Obama has been clear that he isn’t going to war to stop low-grade enrichment, so Tehran needs to figure out whether the president has any “red line” on 3.5 percent enrichment. If Khamenei had to export most of Iran’s stockpile enriched to that amount, a nuclear weapon would be significantly delayed — provided centrifuge production was curtailed and the number of machines spinning reduced.
Khamenei can’t allow the West to stop centrifuge manufacturing. He cannot allow Washington to know where all of the centrifuges are being built or how the regime has avoided sanctions on “dual-use” imports. Such knowledge could massively delay or even end the weapons program, either through a preemptive strike or better sanctions enforcement.
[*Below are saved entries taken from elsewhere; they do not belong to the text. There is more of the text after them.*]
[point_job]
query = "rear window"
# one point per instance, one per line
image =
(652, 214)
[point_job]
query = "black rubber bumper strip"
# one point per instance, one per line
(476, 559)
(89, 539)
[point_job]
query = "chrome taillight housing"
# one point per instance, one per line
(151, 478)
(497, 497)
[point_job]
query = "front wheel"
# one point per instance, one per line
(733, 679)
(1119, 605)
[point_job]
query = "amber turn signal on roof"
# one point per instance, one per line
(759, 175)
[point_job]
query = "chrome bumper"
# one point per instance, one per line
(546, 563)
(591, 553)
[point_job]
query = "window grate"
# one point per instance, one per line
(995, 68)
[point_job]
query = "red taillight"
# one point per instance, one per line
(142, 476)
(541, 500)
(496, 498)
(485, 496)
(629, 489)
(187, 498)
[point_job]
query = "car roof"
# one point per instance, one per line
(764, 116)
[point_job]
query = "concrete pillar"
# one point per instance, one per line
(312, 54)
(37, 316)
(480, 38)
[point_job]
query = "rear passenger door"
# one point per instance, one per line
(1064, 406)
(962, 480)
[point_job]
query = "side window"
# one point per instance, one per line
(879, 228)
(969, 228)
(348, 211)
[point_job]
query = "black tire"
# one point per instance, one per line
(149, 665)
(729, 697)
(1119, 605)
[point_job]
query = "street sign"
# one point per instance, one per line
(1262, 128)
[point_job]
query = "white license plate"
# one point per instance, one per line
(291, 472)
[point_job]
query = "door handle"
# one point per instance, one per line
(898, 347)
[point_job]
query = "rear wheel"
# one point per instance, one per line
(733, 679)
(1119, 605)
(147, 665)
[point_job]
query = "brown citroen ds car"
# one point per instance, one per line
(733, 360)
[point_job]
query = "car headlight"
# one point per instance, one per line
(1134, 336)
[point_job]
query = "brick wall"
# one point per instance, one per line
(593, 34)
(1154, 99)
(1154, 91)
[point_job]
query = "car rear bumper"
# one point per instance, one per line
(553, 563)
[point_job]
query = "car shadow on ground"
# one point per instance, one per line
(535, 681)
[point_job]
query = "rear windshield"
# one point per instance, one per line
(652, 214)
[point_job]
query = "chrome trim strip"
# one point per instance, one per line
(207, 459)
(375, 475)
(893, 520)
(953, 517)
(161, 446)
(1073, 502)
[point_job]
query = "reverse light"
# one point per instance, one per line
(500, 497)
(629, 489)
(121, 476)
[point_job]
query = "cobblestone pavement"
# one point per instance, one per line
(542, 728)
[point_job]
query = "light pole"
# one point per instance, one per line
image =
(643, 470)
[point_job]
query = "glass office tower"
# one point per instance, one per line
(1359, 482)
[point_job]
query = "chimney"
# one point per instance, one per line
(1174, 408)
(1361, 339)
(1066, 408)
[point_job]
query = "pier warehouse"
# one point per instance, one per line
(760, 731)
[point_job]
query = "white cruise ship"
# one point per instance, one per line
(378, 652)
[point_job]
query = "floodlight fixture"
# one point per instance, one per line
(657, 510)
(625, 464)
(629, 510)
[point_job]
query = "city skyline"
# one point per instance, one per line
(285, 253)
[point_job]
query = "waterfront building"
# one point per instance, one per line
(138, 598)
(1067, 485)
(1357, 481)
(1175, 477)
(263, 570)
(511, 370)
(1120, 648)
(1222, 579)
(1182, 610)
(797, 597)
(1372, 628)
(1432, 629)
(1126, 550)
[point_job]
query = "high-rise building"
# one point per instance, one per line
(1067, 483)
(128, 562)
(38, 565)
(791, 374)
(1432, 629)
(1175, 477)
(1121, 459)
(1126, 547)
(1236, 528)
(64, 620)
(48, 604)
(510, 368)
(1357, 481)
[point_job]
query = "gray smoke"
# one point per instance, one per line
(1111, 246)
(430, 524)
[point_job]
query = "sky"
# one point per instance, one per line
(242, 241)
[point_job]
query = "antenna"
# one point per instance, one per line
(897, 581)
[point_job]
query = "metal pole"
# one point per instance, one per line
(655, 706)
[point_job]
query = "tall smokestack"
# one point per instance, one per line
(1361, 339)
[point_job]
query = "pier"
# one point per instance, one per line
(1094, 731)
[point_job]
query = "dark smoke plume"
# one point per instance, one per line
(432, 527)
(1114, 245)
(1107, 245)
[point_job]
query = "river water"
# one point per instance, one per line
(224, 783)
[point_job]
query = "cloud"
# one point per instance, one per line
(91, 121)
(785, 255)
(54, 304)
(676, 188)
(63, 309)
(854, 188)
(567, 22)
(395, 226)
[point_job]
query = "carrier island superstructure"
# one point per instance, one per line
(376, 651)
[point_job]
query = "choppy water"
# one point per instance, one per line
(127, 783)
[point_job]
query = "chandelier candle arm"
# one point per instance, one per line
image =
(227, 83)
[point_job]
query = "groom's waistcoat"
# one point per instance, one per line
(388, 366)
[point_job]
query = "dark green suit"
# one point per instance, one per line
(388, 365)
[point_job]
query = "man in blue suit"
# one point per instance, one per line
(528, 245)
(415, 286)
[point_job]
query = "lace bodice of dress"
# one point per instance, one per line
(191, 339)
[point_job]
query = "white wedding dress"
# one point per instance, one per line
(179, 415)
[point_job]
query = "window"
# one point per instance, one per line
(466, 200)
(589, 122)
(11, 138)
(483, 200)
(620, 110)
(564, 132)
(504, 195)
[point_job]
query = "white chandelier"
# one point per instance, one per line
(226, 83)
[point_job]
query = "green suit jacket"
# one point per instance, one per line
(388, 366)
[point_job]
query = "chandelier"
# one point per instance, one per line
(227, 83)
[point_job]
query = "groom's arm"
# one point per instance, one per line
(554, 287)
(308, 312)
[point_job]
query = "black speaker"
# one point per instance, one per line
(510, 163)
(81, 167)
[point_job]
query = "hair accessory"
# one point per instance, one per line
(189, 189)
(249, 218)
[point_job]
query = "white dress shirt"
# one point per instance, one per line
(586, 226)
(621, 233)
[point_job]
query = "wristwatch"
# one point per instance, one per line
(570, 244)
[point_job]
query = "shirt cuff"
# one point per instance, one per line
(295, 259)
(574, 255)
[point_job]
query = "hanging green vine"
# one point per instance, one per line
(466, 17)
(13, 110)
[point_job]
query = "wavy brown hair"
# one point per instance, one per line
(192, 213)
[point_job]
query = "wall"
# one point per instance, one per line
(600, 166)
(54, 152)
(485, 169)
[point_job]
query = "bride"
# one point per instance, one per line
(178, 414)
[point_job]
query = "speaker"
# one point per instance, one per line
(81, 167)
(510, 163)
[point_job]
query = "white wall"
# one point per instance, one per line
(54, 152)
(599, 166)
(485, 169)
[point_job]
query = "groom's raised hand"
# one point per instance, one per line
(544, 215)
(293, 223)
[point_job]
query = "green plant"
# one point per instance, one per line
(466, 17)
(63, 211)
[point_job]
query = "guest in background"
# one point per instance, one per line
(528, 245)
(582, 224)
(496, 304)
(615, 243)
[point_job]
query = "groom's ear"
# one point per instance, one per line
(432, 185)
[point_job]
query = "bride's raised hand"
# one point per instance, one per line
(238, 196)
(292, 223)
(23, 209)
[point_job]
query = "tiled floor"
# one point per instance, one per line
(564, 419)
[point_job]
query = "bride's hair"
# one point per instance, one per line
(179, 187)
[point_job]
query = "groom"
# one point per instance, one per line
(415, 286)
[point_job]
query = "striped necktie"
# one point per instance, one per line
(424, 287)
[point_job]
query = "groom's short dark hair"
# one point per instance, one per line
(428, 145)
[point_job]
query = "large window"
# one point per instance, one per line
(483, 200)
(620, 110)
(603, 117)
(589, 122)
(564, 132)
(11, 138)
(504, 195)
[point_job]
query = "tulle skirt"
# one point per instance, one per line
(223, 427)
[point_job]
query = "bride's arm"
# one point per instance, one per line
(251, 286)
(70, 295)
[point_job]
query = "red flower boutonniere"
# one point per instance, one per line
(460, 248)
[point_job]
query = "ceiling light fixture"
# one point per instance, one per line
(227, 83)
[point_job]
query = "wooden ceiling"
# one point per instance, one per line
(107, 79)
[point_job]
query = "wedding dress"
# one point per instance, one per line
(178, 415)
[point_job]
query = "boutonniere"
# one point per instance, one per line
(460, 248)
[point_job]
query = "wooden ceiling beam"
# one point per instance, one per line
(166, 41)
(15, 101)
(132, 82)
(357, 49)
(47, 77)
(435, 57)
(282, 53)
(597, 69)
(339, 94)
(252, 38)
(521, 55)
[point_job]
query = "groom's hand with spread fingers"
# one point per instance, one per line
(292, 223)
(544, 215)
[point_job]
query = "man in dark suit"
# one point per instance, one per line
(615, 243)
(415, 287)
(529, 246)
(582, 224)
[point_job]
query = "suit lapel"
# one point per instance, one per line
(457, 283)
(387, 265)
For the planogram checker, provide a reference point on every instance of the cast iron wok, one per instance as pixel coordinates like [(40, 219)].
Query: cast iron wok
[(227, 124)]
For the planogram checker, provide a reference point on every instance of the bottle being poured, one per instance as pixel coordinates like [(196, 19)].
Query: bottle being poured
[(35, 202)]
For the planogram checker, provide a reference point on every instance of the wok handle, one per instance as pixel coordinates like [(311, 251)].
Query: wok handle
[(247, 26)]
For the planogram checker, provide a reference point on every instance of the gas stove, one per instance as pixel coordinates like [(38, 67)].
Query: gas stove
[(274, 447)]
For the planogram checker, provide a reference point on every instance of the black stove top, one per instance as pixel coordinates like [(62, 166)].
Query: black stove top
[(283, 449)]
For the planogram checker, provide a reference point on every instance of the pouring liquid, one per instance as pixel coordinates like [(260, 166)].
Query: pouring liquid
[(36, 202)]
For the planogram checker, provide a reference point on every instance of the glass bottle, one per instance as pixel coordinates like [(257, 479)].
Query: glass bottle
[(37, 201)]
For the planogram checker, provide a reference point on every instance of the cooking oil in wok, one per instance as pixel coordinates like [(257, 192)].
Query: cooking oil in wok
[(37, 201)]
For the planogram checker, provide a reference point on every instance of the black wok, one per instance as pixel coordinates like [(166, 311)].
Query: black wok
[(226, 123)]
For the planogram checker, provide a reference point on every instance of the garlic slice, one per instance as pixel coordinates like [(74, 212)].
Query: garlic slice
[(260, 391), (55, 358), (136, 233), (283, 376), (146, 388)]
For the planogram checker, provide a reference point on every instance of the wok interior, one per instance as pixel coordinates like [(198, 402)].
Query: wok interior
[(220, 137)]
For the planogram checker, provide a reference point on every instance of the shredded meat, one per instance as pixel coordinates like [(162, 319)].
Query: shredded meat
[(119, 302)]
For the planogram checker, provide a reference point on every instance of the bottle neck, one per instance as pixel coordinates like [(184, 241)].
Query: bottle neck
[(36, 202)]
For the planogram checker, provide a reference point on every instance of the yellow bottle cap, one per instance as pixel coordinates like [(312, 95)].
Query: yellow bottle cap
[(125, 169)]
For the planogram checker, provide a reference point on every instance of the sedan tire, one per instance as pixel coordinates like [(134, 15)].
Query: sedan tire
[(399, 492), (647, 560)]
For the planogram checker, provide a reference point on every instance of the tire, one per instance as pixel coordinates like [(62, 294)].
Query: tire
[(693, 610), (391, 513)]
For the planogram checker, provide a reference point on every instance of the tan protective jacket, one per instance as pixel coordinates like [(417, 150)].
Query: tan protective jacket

Nor can Iran’s supreme leader implement any additional protocol of the Non-Proliferation Treaty that would allow U.N. inspectors to track centrifuge plants, search military bases (where the regime probably hides its most sensitive nuclear-weapons research) or debrief all of Iran’s nuclear scientists.
The administration and Congress would be wise to hit Tehran with more sanctions immediately. The United States shouldn’t be fooled by false divisions within the regime. Abandoning the long quest for atomic weapons would be an extraordinary humiliation for Iran’s ruling class. That isn’t going to happen unless Iran’s supreme leader and his guards know with certainty that the Islamic order is finished if they don’t abandon the bomb.
Reuel Marc Gerecht, a former Iranian-targets officer in the CIA’s Clandestine Service is a senior fellow at the Foundation for Defense of Democracies. Mark Dubowitz is the foundation’s executive director and heads its project on Iran sanctions.